I am now trying to do data analysis in Python-mne. But when I try to follow the turtorial “Spatiotemporal permutation F-test on full sensor data”, I faced an issue about group level analysis.

In my script, I save all my epochs’ data as list to achieve the group-level analysis. But when I try to concatenate the epochs with mne.concatenate_epochs function, the python report a bug as “ValueError: epochs[1].info[‘dev_head_t’] differs. The instances probably come from different runs, and are therefore associated with different head positions. Manually change info[‘dev_head_t’] to avoid this message but beware that this means the MEG sensors will not be properly spatially aligned. See mne.preprocessing.maxwell_filter to realign the runs to a common head position”.

Following the chatgpt suggestions, I set the dev_head_t to an identity matrix. But in the following analysis, I failed to get a signjficant result. Therefore, I am wondering whether my result is influenced by this setting because it seems that the position information is changed and is not accurate at all after doing this setting. But I don’t know how to analysis the group-level data without doing this. The tutorial only give the single data analysis, not in a group level.

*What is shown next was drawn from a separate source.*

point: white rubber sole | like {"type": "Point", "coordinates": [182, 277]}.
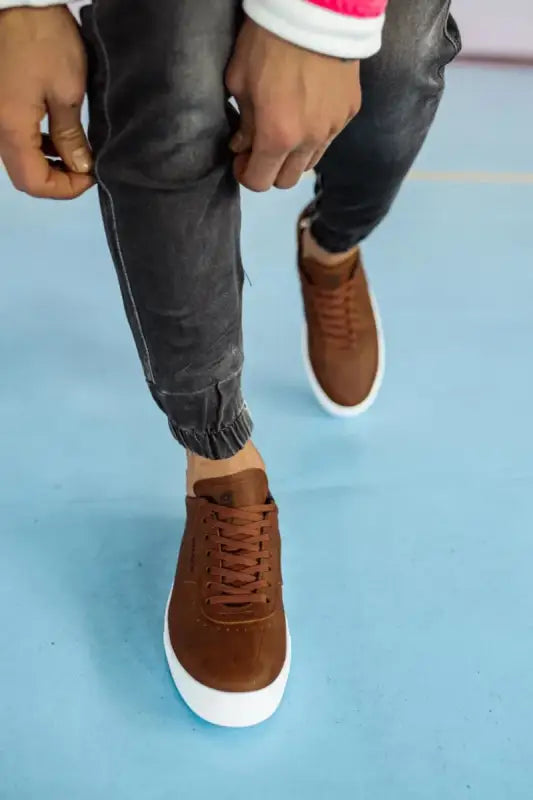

Does anyone know is there any other template about group-level analysis? I am quite confused about this.

I will be really appreciated for your help.

Sincerely,

Hi @Xindong,

Not an expert here, but as far as I know, setting the dev_head_t does not affect the analysis as long as you stay on sensor level. As soon as you move into the source space, it is not as easy anymore. (Maybe someone else can confirm this?)

Alternatively, which is also what I did when I encountered the same issue, you can try to extract the data from your epochs and continue your analysis with numpy arrays. Depending on what your goal is, you can actually get quite far withour relying on Epochs/Evokeds and alike.